Limbak dari pada hal di atas, kehadiran seorang ibu dan anak yang terjebak kerumunan, dan mendapatkan perlakuan yang tidak mengenakkan adalah potret keluguan. Ia tidak mengerti apa-apa, dan tak pandai dalam membaca medan dimana ia harus berdiri dan hadir. Barangkali, ia merasakan ketika masuk ke dalam kerumunan berbeda dengan kerumunannya, dirinya akan aman-aman saja. Padahal, kerumunan yang ia masuki sudah berbeda dalam hal emosi dengan kerumunan dimana ia harusnya bergabung.Â
Maka, kesalahan memilih untuk hadir akan berdampak buruk bagi dirinya. Dalam konteks ini, maka politik kerumunan dan lengkap dengan emosi yang mendasarinya juga naif jika harus dihadapkan pada jerat hukum. Dalam kondisi ini, idealnya warga negara yang menjatuhkan diri dalam politik dukung-mendukung memiliki kecerdasan dalam memilih kehadiran. "Sudah jelas ada api, mengapa justeru terjun ke dalam pusaran api." Apakah ini keluguan, atau justeru kenaifan?

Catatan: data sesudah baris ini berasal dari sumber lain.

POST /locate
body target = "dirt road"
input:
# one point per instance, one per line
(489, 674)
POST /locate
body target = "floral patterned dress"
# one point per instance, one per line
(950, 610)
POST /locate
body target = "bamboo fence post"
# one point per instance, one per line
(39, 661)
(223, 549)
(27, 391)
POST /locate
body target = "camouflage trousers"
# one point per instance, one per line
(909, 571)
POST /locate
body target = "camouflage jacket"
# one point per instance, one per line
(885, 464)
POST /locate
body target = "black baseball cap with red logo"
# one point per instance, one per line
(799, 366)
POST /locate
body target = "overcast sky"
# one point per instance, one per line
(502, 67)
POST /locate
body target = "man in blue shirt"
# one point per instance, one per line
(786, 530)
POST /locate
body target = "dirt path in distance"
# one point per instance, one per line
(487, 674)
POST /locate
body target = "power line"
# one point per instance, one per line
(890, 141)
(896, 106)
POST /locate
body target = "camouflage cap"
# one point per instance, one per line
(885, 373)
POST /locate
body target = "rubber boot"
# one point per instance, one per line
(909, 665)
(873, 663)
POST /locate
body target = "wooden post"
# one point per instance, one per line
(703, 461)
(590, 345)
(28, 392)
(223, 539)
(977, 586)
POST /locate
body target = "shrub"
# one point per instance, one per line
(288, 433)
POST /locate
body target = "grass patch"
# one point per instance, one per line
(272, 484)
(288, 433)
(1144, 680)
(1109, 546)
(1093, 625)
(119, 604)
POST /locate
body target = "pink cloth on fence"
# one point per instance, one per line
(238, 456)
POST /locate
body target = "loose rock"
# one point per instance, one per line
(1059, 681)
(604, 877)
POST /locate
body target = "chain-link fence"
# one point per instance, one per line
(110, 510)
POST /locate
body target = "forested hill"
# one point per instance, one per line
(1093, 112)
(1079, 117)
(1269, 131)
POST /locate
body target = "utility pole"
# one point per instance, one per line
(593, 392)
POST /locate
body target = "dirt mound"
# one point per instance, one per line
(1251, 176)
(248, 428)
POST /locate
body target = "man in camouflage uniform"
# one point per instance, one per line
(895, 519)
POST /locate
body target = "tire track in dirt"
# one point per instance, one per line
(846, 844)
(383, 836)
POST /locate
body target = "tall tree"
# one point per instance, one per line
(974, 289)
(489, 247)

Demikian ada hal yang lebih mengelikan, yakni ketika ada partai politik atau kelompok pendukung kekuasaan yang beramai-ramai mengadukan dan berusaha mempidanakan kelompok kerumunan yang bertindak atas dasar emosi yang geli; antipati dengan kekuasaan yang saat ini bertahta. Pertanyaan yang layak diajukan adalah: "apakah upaya hukum tersebut murni sebagai wangsit akal sehat, atau sebagai upaya kapitalisasi moment, dan mendulang dukungan?" Tentu menjawab hal ini perlu memahami watak dari nalar politik yang selalu dimainkan dan menggerakkan aktor politik---individu ataupun partai politik.